The research contributes to perceptual video compression, immersive media, embedded vision systems, UAV video transmission, and next-generation Visual AI systems where perceived quality, bandwidth efficiency, and computational constraints are critical.
Technical Focus
Metric Development
- PSNR-compatible video quality assessment informed by human visual perception.
- Spatio-temporal contrast sensitivity modelling for modern video presentation conditions.
- Central and peripheral vision integration for improved perceptual prediction.
- Objective quality prediction closer to subjective human ratings.
Application Context
- Perceptual video compression for reducing visually redundant information.
- Immersive and wide-angle video where peripheral perception becomes important.
- Embedded video systems operating under bandwidth and computational constraints.
- Visual AI workflows that benefit from perception-aware image and video processing.
Publications and Materials
IEEE IVCNZ 2024
Mozhaeva A, Vlasuyk I, Potashnikov A, Mazin V and Streeter L (2024). Video Quality Metric Compatible with PSNR Considering Recent Knowledge of Peripheral Characteristics of Human Vision. 39th International Conference on Image and Vision Computing New Zealand, Christchurch, New Zealand.
Springer LNCS
Mozhaeva A, Mazin V, Cree MJ, Streeter L (2022).
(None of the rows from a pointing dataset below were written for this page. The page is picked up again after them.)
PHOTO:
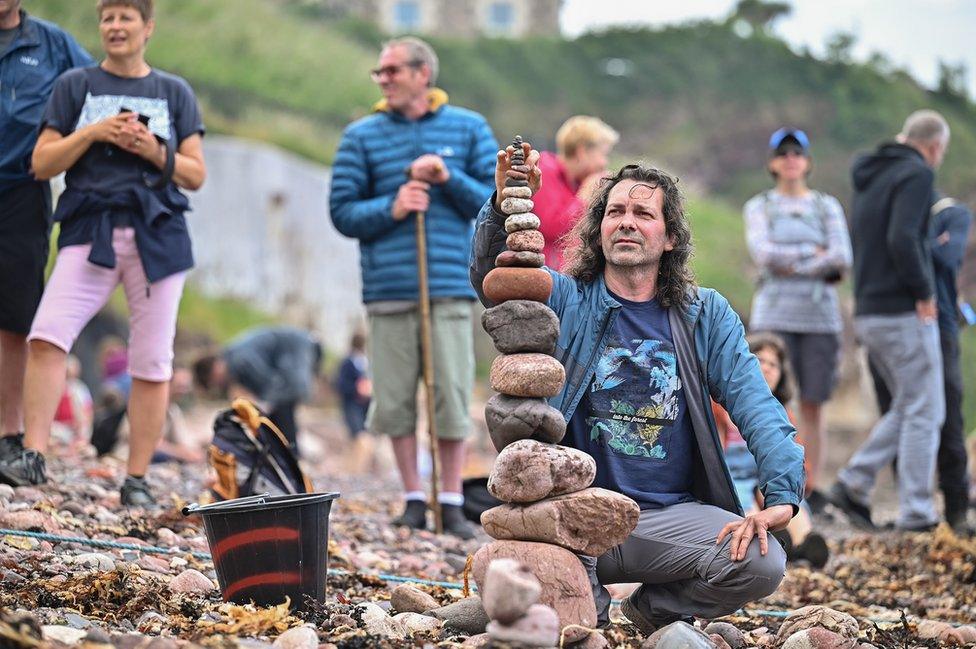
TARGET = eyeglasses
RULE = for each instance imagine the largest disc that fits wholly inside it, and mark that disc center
(392, 70)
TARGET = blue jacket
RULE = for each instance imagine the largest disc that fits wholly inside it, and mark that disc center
(714, 361)
(28, 69)
(369, 169)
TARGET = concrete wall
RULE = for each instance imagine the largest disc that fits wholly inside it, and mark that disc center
(261, 232)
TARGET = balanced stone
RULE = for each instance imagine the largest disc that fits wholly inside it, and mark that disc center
(510, 589)
(526, 241)
(539, 627)
(520, 259)
(522, 221)
(517, 192)
(527, 471)
(589, 522)
(565, 586)
(522, 326)
(510, 419)
(503, 284)
(527, 375)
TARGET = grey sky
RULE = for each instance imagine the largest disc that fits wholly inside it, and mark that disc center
(914, 34)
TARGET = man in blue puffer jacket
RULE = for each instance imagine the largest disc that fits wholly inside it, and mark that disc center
(33, 54)
(415, 154)
(644, 351)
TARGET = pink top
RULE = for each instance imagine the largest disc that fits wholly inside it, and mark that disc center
(556, 205)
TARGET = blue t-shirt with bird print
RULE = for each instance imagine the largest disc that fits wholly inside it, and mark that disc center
(633, 418)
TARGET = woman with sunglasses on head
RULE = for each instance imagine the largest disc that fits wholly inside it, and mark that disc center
(129, 138)
(798, 238)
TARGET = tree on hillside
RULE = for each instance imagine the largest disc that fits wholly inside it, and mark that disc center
(839, 47)
(952, 80)
(759, 14)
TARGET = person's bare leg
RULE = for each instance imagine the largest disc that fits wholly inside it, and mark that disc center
(451, 453)
(43, 386)
(13, 364)
(814, 440)
(405, 452)
(147, 414)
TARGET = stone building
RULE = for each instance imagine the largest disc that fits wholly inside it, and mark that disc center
(458, 18)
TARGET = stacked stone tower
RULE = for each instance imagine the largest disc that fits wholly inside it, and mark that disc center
(550, 512)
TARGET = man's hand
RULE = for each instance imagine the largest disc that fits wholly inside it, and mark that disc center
(430, 169)
(411, 197)
(504, 170)
(772, 518)
(926, 310)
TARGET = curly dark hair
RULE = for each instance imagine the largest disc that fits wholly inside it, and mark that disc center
(584, 249)
(783, 391)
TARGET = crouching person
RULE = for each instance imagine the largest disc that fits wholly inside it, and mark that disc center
(644, 350)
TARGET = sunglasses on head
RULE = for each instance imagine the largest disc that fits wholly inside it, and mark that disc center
(784, 151)
(392, 70)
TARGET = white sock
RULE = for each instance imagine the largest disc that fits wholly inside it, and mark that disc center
(450, 498)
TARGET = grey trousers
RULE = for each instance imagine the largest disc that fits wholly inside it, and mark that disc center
(683, 572)
(908, 357)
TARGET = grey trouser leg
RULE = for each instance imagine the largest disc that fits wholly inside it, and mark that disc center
(673, 554)
(908, 357)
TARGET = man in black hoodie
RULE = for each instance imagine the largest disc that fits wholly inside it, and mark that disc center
(896, 319)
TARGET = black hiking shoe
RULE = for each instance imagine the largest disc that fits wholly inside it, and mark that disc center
(135, 493)
(11, 445)
(23, 467)
(858, 514)
(454, 522)
(414, 515)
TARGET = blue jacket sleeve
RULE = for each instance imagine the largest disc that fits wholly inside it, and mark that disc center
(470, 187)
(354, 212)
(737, 384)
(953, 222)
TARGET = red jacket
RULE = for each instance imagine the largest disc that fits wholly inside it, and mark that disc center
(556, 205)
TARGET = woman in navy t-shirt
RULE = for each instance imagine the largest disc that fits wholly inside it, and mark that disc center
(128, 137)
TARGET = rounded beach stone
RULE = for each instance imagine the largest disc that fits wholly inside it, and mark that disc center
(527, 375)
(517, 205)
(522, 326)
(517, 192)
(527, 471)
(522, 221)
(510, 419)
(503, 284)
(526, 241)
(520, 259)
Video quality assessment considering the features of the human visual system. Lecture Notes in Computer Science, Springer Nature Switzerland, pp. 288–300.
FRUCT 2021
Mozhaeva A, Streeter L, Vlasuyk I, Potashnikov A (2021). Full reference video quality assessment metric on base human visual system consistent with PSNR. 28th Conference of Open Innovations Association FRUCT.
Code and Data
Source code and experimental data for the PSNR-M Plus model are available in the project repository.
Visual Methodology
Experimental Results
The proposed metric was evaluated using video sequences from LIVE-NFLX and related test scenarios, including frames with motion in peripheral areas. The results compare PSNR, PSNRper, FovVideoVDP and the proposed perception-aware metric.